Stat Comput. 2023;33(3):71. doi: 10.1007/s11222-023-10204-8. Epub 2023 Apr 21.
Modern variable selection procedures make use of penalization methods to execute simultaneous model selection and estimation. A popular method is the least absolute shrinkage and selection operator, the use of which requires selecting the value of a tuning parameter. This parameter is typically tuned by minimizing the cross-validation error or Bayesian information criterion, but this can be computationally intensive as it involves fitting an array of different models and selecting the best one. In contrast with this standard approach, we have developed a procedure based on the so-called "smooth IC" (SIC) in which the tuning parameter is automatically selected in one step. We also extend this model selection procedure to the distributional regression framework, which is more flexible than classical regression modelling. Distributional regression, also known as multiparameter regression, introduces flexibility by taking account of the effect of covariates through multiple distributional parameters simultaneously, e.g., mean and variance.

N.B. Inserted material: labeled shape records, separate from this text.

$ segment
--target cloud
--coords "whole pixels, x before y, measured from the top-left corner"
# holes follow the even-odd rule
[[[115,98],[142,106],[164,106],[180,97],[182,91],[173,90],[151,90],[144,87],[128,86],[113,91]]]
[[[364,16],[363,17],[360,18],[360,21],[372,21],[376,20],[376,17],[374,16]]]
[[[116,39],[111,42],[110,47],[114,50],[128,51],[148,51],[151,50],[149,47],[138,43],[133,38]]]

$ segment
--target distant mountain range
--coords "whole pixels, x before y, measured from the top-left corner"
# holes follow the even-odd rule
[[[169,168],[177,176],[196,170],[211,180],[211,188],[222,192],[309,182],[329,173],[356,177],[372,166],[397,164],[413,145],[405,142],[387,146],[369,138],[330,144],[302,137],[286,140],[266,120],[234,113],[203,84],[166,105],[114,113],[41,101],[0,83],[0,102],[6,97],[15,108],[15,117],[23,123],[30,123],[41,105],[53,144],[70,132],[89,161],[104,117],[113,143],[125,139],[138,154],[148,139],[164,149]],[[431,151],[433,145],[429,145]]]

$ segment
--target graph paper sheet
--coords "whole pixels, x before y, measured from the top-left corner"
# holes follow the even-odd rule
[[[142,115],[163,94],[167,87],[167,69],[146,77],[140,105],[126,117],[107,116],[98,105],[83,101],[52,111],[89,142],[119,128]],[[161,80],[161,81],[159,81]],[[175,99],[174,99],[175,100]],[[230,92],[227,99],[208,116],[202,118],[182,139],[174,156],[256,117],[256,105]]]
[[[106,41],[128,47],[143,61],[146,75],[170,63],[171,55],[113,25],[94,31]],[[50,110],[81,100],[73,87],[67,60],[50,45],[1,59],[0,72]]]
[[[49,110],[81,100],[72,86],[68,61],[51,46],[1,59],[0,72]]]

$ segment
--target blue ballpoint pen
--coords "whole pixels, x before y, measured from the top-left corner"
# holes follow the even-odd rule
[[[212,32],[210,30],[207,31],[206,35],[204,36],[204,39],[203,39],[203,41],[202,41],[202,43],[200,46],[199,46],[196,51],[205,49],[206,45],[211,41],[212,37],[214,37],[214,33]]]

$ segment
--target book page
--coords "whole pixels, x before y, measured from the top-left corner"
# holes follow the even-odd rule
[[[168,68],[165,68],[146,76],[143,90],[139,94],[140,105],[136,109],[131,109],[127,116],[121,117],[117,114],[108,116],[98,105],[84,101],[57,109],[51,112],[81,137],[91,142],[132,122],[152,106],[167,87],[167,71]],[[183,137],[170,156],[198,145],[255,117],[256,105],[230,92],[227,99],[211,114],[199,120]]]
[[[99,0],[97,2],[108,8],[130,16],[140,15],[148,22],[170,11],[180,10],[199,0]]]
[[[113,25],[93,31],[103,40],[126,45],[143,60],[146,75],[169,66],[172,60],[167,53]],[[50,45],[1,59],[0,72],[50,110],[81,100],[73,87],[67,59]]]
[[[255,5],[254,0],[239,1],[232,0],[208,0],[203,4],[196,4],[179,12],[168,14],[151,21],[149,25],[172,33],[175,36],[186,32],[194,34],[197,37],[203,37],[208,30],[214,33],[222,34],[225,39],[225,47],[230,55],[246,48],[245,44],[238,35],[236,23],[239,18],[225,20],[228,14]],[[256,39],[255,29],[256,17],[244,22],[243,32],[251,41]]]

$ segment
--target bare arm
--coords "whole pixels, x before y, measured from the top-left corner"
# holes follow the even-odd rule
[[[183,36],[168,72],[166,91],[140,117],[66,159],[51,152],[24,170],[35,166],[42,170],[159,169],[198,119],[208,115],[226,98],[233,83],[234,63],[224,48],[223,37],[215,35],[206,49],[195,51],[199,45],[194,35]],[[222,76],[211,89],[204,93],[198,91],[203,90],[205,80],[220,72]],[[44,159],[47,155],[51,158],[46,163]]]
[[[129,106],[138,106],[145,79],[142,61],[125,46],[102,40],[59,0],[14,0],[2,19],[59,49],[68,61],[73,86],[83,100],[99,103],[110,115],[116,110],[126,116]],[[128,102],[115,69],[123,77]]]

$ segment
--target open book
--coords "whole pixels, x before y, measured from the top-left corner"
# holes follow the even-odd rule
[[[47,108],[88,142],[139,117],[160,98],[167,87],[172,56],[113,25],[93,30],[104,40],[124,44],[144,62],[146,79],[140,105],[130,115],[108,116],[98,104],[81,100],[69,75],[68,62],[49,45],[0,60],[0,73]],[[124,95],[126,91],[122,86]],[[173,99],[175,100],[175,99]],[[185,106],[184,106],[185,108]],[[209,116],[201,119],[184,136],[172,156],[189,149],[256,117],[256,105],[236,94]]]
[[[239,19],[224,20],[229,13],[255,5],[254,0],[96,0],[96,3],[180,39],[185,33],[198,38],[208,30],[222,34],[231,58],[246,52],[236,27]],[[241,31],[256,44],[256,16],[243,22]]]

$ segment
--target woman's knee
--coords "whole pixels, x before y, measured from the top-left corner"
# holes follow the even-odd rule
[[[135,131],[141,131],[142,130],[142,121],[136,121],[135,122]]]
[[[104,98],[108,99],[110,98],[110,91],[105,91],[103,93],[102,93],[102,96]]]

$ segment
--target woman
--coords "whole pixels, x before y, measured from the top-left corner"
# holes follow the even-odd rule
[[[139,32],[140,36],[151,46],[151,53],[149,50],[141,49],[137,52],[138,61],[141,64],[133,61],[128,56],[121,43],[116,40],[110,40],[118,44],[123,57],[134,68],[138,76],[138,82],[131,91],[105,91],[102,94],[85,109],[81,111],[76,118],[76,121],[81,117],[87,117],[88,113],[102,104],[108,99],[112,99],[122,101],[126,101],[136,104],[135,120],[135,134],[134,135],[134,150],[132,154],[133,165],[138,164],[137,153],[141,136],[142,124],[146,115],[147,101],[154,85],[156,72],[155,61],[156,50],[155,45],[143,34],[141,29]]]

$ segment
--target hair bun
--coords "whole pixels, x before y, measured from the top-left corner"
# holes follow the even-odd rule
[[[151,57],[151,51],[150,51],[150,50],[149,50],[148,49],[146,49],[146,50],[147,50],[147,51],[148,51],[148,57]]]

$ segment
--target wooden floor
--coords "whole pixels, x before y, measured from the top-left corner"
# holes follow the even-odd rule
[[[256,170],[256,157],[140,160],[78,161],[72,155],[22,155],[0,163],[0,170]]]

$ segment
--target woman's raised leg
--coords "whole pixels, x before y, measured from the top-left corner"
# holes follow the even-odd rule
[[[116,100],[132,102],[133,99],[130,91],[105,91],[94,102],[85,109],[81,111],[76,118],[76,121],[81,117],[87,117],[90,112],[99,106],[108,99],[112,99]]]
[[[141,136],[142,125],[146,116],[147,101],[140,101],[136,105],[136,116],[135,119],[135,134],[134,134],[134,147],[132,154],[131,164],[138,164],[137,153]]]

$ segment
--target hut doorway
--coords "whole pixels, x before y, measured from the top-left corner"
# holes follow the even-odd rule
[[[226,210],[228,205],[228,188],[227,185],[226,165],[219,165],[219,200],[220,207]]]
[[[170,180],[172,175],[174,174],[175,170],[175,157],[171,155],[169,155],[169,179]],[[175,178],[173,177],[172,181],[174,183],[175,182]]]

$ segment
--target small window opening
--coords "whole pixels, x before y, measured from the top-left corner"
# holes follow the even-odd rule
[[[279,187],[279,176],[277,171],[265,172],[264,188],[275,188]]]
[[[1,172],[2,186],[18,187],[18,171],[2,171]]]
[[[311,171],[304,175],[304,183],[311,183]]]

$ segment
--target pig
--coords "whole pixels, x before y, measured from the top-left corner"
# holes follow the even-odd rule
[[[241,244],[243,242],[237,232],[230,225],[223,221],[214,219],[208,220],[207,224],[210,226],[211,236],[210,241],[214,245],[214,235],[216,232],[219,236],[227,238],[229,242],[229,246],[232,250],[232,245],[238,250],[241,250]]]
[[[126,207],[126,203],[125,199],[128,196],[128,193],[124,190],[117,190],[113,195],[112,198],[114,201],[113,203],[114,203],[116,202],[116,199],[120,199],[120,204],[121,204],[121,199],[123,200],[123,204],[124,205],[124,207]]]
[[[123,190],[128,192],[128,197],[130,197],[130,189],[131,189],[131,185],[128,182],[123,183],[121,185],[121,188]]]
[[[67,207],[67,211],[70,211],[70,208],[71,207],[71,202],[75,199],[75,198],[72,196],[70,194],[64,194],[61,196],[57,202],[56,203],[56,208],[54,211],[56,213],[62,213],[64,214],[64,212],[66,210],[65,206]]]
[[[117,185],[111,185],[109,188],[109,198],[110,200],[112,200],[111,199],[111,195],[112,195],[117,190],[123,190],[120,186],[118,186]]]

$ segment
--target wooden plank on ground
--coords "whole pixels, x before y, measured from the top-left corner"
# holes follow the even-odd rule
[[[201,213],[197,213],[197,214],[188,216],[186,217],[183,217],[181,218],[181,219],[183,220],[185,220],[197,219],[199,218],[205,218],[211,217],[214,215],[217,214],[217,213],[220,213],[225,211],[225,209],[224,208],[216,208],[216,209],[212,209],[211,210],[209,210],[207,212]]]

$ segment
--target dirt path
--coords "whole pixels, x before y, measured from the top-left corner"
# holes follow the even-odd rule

These models are useful in the context of normal linear regression when the process under study exhibits heteroscedastic behaviour. Reformulating the distributional regression estimation problem in terms of penalized likelihood enables us to take advantage of the close relationship between model selection criteria and penalization. Utilizing the SIC is computationally advantageous, as it obviates the issue of having to choose multiple tuning parameters.
The online version contains supplementary material available at 10.1007/s11222-023-10204-8.

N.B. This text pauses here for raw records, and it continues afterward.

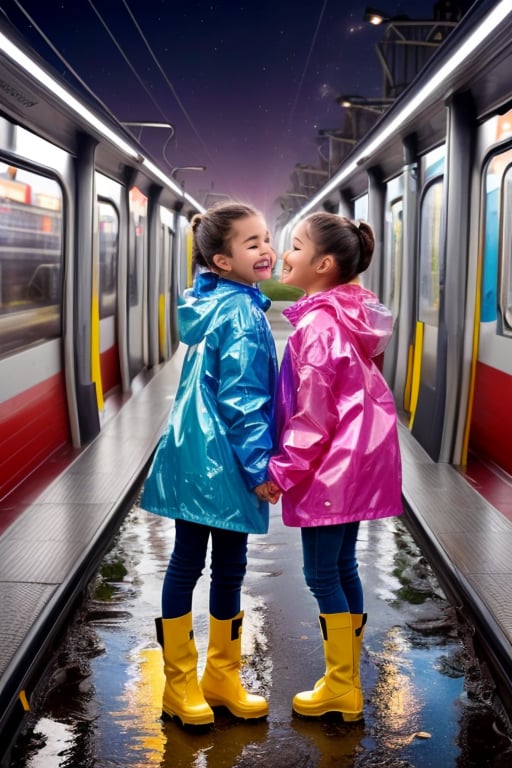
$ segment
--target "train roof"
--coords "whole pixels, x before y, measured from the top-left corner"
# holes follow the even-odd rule
[[[73,155],[87,134],[96,142],[96,167],[107,176],[144,194],[161,187],[160,201],[185,214],[203,210],[99,100],[67,83],[1,16],[0,114]]]

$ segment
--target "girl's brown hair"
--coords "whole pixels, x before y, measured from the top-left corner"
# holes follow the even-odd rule
[[[216,253],[230,255],[229,241],[233,222],[246,216],[256,216],[258,211],[244,203],[219,203],[205,213],[192,217],[192,258],[195,267],[215,269]]]
[[[337,264],[340,283],[349,283],[370,266],[375,248],[373,230],[366,221],[359,225],[335,213],[312,213],[307,219],[316,256],[331,254]]]

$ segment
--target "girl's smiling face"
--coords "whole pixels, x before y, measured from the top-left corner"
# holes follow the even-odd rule
[[[309,293],[316,274],[315,256],[313,241],[303,221],[293,232],[291,249],[283,255],[281,282]]]
[[[254,285],[271,277],[276,256],[261,216],[244,216],[233,222],[229,249],[229,255],[213,257],[222,277],[244,285]]]
[[[281,282],[301,288],[308,296],[339,282],[334,257],[318,252],[308,221],[300,222],[293,232],[292,247],[283,255]]]

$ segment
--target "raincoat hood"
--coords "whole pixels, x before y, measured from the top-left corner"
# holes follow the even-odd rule
[[[360,352],[372,358],[384,352],[393,331],[393,318],[374,293],[357,283],[337,285],[301,299],[283,314],[295,327],[311,311],[323,311],[343,325]]]
[[[167,431],[141,506],[150,512],[244,533],[265,533],[274,447],[277,358],[259,288],[200,273],[179,307],[188,345]]]
[[[227,311],[226,301],[236,300],[243,294],[263,311],[270,307],[270,299],[257,286],[235,283],[213,272],[199,273],[193,287],[184,292],[178,306],[181,341],[189,346],[198,344],[216,321],[219,311]]]
[[[294,331],[279,372],[279,448],[269,464],[284,523],[401,514],[396,407],[374,360],[391,336],[391,313],[351,283],[304,296],[284,314]]]

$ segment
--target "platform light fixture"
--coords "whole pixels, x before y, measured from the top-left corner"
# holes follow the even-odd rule
[[[346,109],[367,109],[370,112],[384,112],[391,104],[394,103],[394,99],[367,99],[364,96],[339,96],[336,102]]]
[[[466,61],[501,24],[501,22],[507,18],[511,13],[510,0],[501,0],[489,14],[482,20],[478,27],[468,37],[466,42],[460,46],[460,48],[443,64],[442,67],[433,75],[429,81],[421,88],[416,96],[414,96],[408,104],[399,109],[396,115],[390,120],[384,130],[381,130],[378,135],[370,141],[370,143],[361,149],[359,153],[356,153],[352,162],[340,173],[335,174],[331,180],[315,195],[307,205],[302,209],[300,216],[303,216],[307,211],[310,211],[315,207],[321,199],[332,192],[340,183],[350,176],[355,171],[359,163],[361,163],[365,157],[371,156],[376,150],[389,138],[395,131],[397,131],[403,122],[407,120],[419,107],[427,100],[429,96],[442,85],[446,79],[459,67],[464,61]],[[299,216],[296,216],[290,222],[293,226],[296,221],[299,221]]]
[[[172,169],[171,178],[175,179],[181,171],[206,171],[206,165],[178,165]]]
[[[128,142],[124,141],[118,136],[111,128],[108,127],[102,120],[96,117],[87,107],[81,104],[73,94],[66,88],[63,88],[60,83],[51,77],[45,70],[32,61],[22,50],[14,45],[9,38],[0,32],[0,48],[10,59],[12,59],[17,66],[21,67],[31,77],[42,83],[48,88],[55,96],[57,96],[66,106],[75,112],[81,119],[85,120],[92,128],[98,133],[104,136],[106,139],[115,144],[119,149],[125,152],[127,155],[135,160],[141,161],[141,155],[139,152]]]

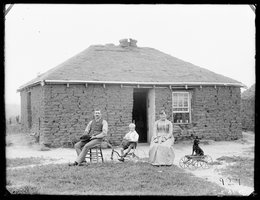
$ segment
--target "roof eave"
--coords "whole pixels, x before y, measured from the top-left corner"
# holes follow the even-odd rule
[[[84,80],[41,80],[36,81],[32,84],[20,87],[17,92],[21,92],[27,87],[32,87],[38,84],[126,84],[126,85],[170,85],[170,86],[235,86],[235,87],[246,87],[242,83],[221,83],[221,82],[128,82],[128,81],[84,81]]]

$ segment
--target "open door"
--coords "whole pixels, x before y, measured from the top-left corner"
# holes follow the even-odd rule
[[[136,125],[136,132],[139,134],[139,143],[148,142],[147,139],[147,95],[148,89],[134,88],[133,92],[133,113],[132,121]]]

现代变量选择程序利用惩罚方法来同时进行模型选择和估计。一种流行的方法是最小绝对收缩和选择算子,使用该方法需要选择一个调优参数的值。这个参数通常通过最小化交叉验证误差或贝叶斯信息准则来调整,但这可能计算量很大,因为它涉及拟合一系列不同的模型并选择最佳模型。与这种标准方法不同,我们开发了一种基于所谓“平滑信息准则”(SIC)的程序,其中调优参数可以一步自动选择。我们还将这种模型选择程序扩展到分布回归框架,该框架比经典回归建模更灵活。分布回归,也称为多参数回归,通过同时考虑协变量对多个分布参数(例如均值和方差)的影响来引入灵活性。当所研究的过程表现出异方差行为时,这些模型在正态线性回归的背景下很有用。将分布回归估计问题重新表述为惩罚似然,使我们能够利用模型选择标准与惩罚之间的密切关系。使用SIC在计算上具有优势,因为它避免了必须选择多个调优参数的问题。
在线版本包含可在10.1007/s11222-023-10204-8获取的补充材料。